Although that might be overstating it a bit, something along those lines seems to have been the long-term goal of Johan and Maryse Raes when they invited Belgian chocolatier Phillipe Vancayseele to give two workshops on chocolate making at the Community Resource Center last week. (See story on page A13).
The Raes, recent immigrants from Belgium themselves, have started their own small-scale chocolate business, Helmcken Chocolate Inc.
At first glance, you would think they would want to keep the market to themselves. They, on the other hand, appear to be taking a more enlightened and longer-term view. With the two workshops by chef Vancayseele they sponsored last week, they seem to be wanting to create not just chocolate consumers but also a core group of local cooks and restaurant owners who have an interest in and knowledge about chocolate.
After all, the best place to locate an antique store in a city is with other antique stores.
How realistic is this vision? There aren't many cacao trees growing around here. On the other hand, there aren't many in Belgium either - or in Switzerland, another European country well known for its chocolate.
Perhaps chocolate could be combined with other local products. For example, Clearwater formerly was known for its strawberries. Large quantities were shipped from the Valley by train in the 1930s.
Would it be possible to create a signature product made of fresh local strawberries dipped in locally blended chocolate? Add the right packaging and marketing and we might have a winner. Who knows?

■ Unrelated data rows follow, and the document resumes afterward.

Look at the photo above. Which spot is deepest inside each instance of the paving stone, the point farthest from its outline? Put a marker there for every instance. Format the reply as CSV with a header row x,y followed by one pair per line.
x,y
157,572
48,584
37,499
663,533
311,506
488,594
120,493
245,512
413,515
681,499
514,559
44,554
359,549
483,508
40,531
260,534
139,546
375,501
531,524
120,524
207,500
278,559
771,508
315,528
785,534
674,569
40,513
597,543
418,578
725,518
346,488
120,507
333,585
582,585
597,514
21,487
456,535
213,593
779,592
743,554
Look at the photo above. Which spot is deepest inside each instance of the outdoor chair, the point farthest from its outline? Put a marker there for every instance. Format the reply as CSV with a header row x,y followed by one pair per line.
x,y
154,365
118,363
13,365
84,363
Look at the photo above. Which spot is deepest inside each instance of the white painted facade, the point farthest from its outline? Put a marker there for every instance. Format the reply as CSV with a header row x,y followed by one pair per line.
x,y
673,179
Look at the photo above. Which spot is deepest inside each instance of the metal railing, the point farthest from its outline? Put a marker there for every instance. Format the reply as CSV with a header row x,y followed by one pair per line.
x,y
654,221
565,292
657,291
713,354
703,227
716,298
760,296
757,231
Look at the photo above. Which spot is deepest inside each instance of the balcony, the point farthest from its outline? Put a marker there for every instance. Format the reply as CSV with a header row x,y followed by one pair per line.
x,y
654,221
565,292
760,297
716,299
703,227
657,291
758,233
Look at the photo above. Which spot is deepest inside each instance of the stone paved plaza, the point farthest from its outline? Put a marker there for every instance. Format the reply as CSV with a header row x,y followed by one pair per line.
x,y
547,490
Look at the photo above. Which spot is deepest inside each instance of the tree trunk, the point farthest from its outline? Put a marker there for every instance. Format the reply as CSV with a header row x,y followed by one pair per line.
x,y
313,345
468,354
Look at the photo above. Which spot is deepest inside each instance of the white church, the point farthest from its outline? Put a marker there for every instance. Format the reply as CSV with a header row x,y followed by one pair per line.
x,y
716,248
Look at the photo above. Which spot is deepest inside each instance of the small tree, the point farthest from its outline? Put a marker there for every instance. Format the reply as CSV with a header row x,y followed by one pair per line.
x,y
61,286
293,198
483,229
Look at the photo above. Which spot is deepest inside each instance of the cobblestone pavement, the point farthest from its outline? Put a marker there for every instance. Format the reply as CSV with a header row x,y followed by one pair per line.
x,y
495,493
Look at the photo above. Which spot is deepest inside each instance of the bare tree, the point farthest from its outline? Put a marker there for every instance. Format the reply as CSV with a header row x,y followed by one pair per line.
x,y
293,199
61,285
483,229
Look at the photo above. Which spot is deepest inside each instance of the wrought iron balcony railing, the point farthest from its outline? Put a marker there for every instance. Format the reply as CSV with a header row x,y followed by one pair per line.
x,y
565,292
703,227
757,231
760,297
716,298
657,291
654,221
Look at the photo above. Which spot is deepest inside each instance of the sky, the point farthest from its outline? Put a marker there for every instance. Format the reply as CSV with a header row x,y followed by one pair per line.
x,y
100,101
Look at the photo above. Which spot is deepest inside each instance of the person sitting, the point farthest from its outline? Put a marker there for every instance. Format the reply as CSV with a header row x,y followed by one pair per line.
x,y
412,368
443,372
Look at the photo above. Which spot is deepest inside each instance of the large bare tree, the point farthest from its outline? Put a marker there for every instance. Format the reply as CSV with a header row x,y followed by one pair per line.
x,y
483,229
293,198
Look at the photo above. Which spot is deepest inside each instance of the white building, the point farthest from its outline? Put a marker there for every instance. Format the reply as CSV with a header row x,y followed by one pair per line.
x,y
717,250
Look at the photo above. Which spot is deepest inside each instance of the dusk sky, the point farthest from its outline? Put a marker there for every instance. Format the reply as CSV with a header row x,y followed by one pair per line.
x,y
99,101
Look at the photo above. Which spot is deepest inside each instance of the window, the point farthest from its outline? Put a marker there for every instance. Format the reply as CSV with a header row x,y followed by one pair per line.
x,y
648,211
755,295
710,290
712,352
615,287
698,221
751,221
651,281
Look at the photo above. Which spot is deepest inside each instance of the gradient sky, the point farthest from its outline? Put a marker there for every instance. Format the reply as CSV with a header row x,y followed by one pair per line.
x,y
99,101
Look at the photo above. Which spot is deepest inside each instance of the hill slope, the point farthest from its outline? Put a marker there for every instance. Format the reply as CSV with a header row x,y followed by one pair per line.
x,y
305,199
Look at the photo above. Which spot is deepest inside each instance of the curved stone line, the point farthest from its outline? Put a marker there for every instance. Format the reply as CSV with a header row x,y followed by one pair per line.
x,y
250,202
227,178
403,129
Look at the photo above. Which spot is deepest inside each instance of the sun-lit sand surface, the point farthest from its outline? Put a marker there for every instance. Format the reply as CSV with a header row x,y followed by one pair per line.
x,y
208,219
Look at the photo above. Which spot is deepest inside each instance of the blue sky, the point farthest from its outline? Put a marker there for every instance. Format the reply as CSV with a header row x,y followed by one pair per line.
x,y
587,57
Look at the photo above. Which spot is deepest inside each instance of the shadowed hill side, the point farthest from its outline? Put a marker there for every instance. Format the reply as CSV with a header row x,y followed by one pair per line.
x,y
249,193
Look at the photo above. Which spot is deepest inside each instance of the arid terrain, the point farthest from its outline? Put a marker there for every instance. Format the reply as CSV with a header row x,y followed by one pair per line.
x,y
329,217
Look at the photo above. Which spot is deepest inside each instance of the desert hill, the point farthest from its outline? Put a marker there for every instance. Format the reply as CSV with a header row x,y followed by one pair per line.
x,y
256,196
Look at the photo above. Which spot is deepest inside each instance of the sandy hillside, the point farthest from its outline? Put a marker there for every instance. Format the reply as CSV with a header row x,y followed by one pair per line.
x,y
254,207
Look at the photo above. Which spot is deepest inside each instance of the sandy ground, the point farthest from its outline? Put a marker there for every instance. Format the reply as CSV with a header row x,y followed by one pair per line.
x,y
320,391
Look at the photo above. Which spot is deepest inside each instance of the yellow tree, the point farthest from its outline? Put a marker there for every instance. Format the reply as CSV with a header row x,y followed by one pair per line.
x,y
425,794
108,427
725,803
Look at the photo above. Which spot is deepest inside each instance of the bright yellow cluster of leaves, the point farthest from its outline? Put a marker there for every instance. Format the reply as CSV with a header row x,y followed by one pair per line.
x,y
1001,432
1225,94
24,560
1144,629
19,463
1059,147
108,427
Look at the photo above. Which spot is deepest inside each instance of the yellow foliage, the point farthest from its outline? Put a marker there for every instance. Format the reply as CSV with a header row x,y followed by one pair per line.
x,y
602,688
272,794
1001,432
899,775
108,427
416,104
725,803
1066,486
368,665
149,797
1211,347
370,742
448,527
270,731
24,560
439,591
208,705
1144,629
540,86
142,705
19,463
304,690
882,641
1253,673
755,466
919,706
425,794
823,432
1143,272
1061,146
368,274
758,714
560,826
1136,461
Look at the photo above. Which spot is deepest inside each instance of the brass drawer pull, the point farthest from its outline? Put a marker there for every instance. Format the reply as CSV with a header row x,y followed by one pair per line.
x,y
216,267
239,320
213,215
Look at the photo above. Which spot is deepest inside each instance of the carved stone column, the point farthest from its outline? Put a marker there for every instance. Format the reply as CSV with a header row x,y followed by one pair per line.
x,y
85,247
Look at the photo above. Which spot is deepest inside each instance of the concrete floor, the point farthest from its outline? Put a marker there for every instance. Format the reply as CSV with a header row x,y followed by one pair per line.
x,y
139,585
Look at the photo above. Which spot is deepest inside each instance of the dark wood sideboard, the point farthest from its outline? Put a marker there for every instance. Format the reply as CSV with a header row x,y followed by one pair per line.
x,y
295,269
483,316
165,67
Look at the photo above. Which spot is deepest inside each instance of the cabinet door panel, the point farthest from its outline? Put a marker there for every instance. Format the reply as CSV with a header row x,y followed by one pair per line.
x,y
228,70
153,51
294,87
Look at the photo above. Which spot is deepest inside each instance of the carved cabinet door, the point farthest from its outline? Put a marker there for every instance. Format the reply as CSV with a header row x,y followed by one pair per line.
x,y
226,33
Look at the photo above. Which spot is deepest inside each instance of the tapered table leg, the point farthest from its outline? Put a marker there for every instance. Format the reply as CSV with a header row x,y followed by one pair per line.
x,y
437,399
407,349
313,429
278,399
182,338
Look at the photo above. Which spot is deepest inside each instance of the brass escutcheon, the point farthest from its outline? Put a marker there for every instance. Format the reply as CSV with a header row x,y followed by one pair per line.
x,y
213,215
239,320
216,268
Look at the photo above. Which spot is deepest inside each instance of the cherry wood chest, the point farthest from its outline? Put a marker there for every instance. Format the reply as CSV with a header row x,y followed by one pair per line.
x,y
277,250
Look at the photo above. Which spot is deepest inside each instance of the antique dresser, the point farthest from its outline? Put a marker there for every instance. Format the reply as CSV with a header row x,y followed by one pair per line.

There has been renewed interest locally in non-timber forest products. Perhaps wild berries, herbs and other edible items from the forest could be combined with chocolate to create unique and attractive foods.
The days when local residents could rely on the major forest companies to provide secure and well-paying jobs are over. People who want to continue living here are going to have to do some entrepreneurial thinking to create new ways of making a living. And we should welcome new immigrants, such as the Raes, who bring with them new possibilities and insights for the Valley.